Volledige kroniek van de Nederlandse Soefi historie: Periode van 1915 tot 2016

1924

Het Mureedshouse in Suresnes. Het stond vlak achter Fazal Manzil maar had de ingang in de Rue de l’Hippodrome. Vele Nederlandse gasten verbleven hier tijdens hun verblijf op de Zomerschool. Het huis staat er nog steeds, maar is geen eigendom van de Soefi Beweging meer. De houten veranda’s zijn bij een verbouwing weggehaald.

 

 

 

Murshid was dit jaar drie keer in Nederland. Van 3 tot 25 januari vindt het eerste bezoek aan Nederland plaats dat zal bestaan uit een lezingentour. De tour eindigt met een verblijf in Den Haag waar Murshid een viertal lezingen verzorgt. Tijdens deze tour doet Murshid een groot aantal inwijdingen en een achttal ordinaties tot cherag. Thema’s van de lezingen zijn:

  • Amsterdam, 10 januari, The Power of Breath, 11 januari ‘The Inner Meaning of the Sufi Order’
  • Den Haag, 16 januari ‘The service of the Sufi Movement to Humanity’. 20 januari ‘De houding tegenover de Murshid en de Taak’ en 20 januari: een toespraak tijdens de Universele Eredienst in de Anna Paulownastraat 78, diezelfde middag een toespraak over inwijding.
  • Rotterdam, 17 januari Geestelijk Leven [*]
  • 21 en 22 januari (waarschijnlijk Den Haag): klassen voor mureeds.

Van de lezing in Rotterdam bericht Het Rotterdamsch Nieuwblad een dag later, op 18 januari. De schrijver is kritisch over de manier waarop spiritueel zoekers massaal het oosterse gedachtegoed omarmen.



Tijdens een lezing in een privé huis in Amsterdam (dat van Fatimah Cnoop – Koopmans) bezoeken de zusters Voûte voor een tweede maal bijeenkomst van Murshid. Ze zijn wederom onder de indruk maar durven de meester nog niet aan te spreken.

In het voorjaar van 1924 organiseert Zuleikha van Ingen – Jelgersma op een aantal maandagen lezingen in Nijmegen. De voordrachten worden verzorgd door haar zelf (18 februari),  Sirdar Hubertus Paul baron van Tuyll van Serooskerken (17 maart), de schrijfster Tony de Ridder (7 april) en Margaretha Meijboom (5 mei). De lezingen worden op 11 februari aangekondigd in de Provinciale Geldersche en Nijmeegsche Courant.
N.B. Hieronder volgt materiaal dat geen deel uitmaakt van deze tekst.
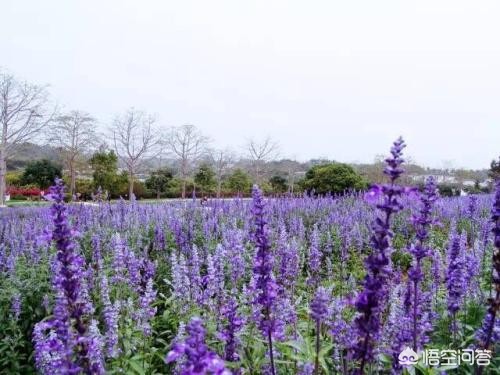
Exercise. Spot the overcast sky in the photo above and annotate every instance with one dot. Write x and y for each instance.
(336, 79)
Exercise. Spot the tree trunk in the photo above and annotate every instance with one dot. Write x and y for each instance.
(183, 193)
(73, 181)
(219, 183)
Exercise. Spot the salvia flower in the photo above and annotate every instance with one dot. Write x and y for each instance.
(455, 276)
(419, 250)
(229, 333)
(490, 331)
(371, 300)
(65, 344)
(195, 355)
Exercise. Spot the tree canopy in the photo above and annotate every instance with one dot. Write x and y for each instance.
(41, 173)
(335, 178)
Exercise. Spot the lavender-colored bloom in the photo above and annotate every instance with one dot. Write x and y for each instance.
(197, 358)
(370, 302)
(419, 250)
(455, 274)
(16, 305)
(319, 312)
(314, 256)
(111, 316)
(64, 343)
(146, 310)
(319, 304)
(265, 285)
(490, 331)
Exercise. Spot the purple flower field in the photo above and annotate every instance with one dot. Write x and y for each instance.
(297, 285)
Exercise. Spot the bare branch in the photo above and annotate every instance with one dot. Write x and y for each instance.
(188, 145)
(24, 113)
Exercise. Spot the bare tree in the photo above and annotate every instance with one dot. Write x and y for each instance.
(135, 140)
(23, 114)
(260, 152)
(221, 160)
(75, 134)
(187, 144)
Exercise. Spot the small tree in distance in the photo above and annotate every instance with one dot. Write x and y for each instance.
(105, 166)
(239, 182)
(187, 144)
(205, 178)
(74, 133)
(135, 140)
(158, 181)
(335, 178)
(24, 114)
(41, 173)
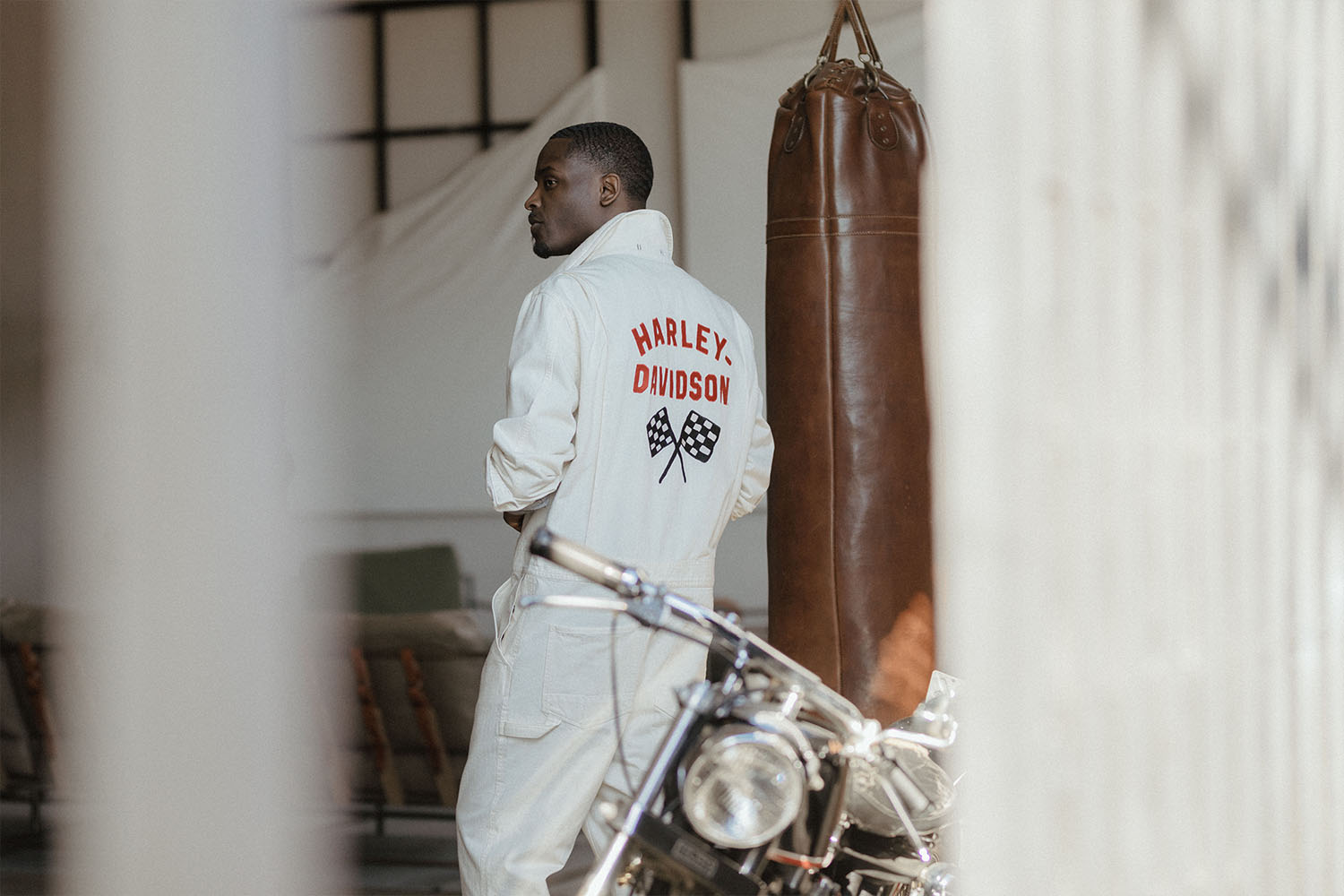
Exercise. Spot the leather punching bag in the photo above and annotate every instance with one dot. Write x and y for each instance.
(849, 532)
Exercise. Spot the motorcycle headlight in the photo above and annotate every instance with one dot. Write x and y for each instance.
(742, 788)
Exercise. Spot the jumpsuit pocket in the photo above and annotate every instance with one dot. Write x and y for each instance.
(577, 686)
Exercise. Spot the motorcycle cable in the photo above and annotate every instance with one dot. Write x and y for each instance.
(616, 713)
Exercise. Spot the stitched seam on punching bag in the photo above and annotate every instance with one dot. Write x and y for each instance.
(849, 233)
(831, 212)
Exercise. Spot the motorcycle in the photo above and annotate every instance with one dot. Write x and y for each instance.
(769, 780)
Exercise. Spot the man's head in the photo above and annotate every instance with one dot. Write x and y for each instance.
(586, 175)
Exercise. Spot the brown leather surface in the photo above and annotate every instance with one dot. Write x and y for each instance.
(849, 530)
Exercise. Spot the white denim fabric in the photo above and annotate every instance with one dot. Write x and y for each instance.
(634, 426)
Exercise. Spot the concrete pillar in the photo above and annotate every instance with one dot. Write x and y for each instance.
(188, 763)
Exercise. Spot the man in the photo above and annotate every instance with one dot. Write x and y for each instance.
(634, 426)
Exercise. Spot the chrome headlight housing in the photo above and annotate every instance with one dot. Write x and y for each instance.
(742, 786)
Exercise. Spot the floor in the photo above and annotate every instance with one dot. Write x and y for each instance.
(409, 857)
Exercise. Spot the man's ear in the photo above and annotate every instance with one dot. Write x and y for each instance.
(609, 188)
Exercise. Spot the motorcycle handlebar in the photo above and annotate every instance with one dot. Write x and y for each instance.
(591, 565)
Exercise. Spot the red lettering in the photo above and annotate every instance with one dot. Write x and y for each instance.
(642, 340)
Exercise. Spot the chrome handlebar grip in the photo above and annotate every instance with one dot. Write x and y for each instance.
(591, 565)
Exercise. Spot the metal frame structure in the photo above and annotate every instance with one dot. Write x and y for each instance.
(484, 126)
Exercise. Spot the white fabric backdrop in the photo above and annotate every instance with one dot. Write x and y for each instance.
(421, 301)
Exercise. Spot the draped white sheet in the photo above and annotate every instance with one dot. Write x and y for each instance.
(419, 303)
(418, 308)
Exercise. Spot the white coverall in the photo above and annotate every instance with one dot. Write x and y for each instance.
(633, 426)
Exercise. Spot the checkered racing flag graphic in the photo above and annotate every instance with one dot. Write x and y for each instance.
(660, 432)
(699, 435)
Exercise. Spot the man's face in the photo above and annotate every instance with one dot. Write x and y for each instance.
(566, 206)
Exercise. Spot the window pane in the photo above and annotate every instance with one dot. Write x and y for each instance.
(538, 50)
(432, 67)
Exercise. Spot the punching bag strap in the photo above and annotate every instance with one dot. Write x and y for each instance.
(867, 50)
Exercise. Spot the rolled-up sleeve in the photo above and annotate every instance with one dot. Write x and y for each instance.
(535, 440)
(755, 476)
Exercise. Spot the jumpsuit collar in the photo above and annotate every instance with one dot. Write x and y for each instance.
(642, 231)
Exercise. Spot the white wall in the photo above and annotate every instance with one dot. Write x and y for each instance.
(1137, 371)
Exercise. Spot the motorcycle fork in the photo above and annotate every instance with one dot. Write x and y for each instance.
(696, 704)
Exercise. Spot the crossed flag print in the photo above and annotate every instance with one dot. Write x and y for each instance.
(698, 438)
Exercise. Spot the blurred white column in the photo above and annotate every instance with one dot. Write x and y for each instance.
(190, 764)
(1137, 376)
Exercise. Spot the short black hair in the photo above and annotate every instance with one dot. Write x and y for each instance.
(613, 148)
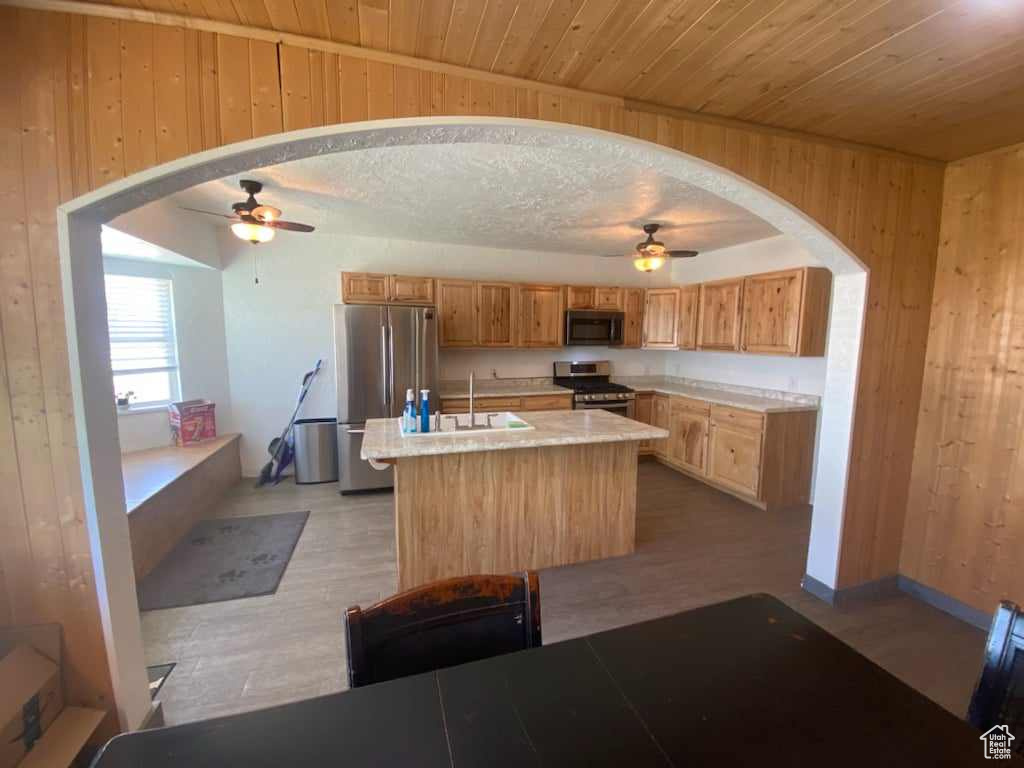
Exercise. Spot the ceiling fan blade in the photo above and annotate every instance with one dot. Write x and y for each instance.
(292, 226)
(210, 213)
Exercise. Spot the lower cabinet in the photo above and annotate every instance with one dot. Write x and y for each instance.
(659, 418)
(688, 435)
(764, 459)
(735, 459)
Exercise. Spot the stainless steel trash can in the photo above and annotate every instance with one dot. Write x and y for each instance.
(315, 451)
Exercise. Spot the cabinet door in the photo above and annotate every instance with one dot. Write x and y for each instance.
(735, 459)
(406, 290)
(580, 297)
(660, 418)
(771, 312)
(660, 318)
(457, 309)
(643, 406)
(496, 314)
(688, 439)
(542, 315)
(718, 326)
(608, 298)
(633, 307)
(364, 288)
(689, 300)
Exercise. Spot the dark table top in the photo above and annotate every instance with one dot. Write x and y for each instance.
(744, 682)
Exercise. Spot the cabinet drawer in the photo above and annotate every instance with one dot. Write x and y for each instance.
(461, 404)
(734, 418)
(547, 402)
(688, 403)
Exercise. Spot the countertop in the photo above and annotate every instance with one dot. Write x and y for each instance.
(383, 440)
(501, 388)
(766, 401)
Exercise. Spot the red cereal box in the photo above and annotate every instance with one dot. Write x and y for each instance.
(193, 421)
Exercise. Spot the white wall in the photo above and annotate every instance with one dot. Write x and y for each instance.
(163, 224)
(806, 375)
(276, 330)
(199, 323)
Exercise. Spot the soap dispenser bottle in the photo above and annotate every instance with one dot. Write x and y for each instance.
(409, 415)
(424, 410)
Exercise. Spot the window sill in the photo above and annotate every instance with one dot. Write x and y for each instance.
(142, 410)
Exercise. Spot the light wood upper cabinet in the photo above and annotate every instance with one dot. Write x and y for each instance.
(542, 310)
(660, 324)
(688, 436)
(496, 304)
(786, 312)
(633, 299)
(458, 313)
(718, 314)
(608, 298)
(364, 288)
(580, 297)
(689, 301)
(403, 289)
(372, 288)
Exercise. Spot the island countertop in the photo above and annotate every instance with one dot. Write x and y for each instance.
(383, 439)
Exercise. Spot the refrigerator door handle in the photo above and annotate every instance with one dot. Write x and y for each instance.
(385, 368)
(390, 357)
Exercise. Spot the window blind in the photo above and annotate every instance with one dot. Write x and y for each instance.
(140, 321)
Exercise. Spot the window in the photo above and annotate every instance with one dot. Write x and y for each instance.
(143, 350)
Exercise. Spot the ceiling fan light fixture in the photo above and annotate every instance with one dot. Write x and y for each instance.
(254, 233)
(648, 263)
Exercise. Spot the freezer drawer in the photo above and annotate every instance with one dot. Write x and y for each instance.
(353, 472)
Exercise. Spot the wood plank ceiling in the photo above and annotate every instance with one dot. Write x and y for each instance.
(937, 78)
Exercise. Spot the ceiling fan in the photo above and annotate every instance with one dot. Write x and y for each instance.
(651, 254)
(254, 222)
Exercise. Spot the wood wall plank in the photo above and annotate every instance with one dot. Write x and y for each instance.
(172, 102)
(105, 126)
(265, 86)
(965, 521)
(233, 89)
(296, 89)
(138, 99)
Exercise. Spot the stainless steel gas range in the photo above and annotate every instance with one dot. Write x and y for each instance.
(591, 386)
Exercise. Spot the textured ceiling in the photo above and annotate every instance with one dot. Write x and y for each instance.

Provinciale Geldersche en Nijmeegsche Courant, 11 februari 1924

Het is in deze maand (januari) dat Louis (Salamat) Hoyack, een dan nog jonge man uit de theosofische hoek en een goede vriend van Eduard (Yusuf) van Ingen, voor het eerst in contact kwam met Hazrat Inayat Khan. Hij zou naar aanleiding van dit contact een frequent bezoeker worden van de zomerscholen in Suresnes. In de jaren ’50 en ’60 ontwikkelt hij zich tot een van de belangrijkste publicisten van de Soefi gedachte.

Op zondag 20 januari wordt Kadir van Lohuizen, na een persoonlijk onderhoud met Murshid door hem persoonlijk ingewijd in het huis van Sirdar van Tuyll aan de Anna Paulownastraat nummer 78.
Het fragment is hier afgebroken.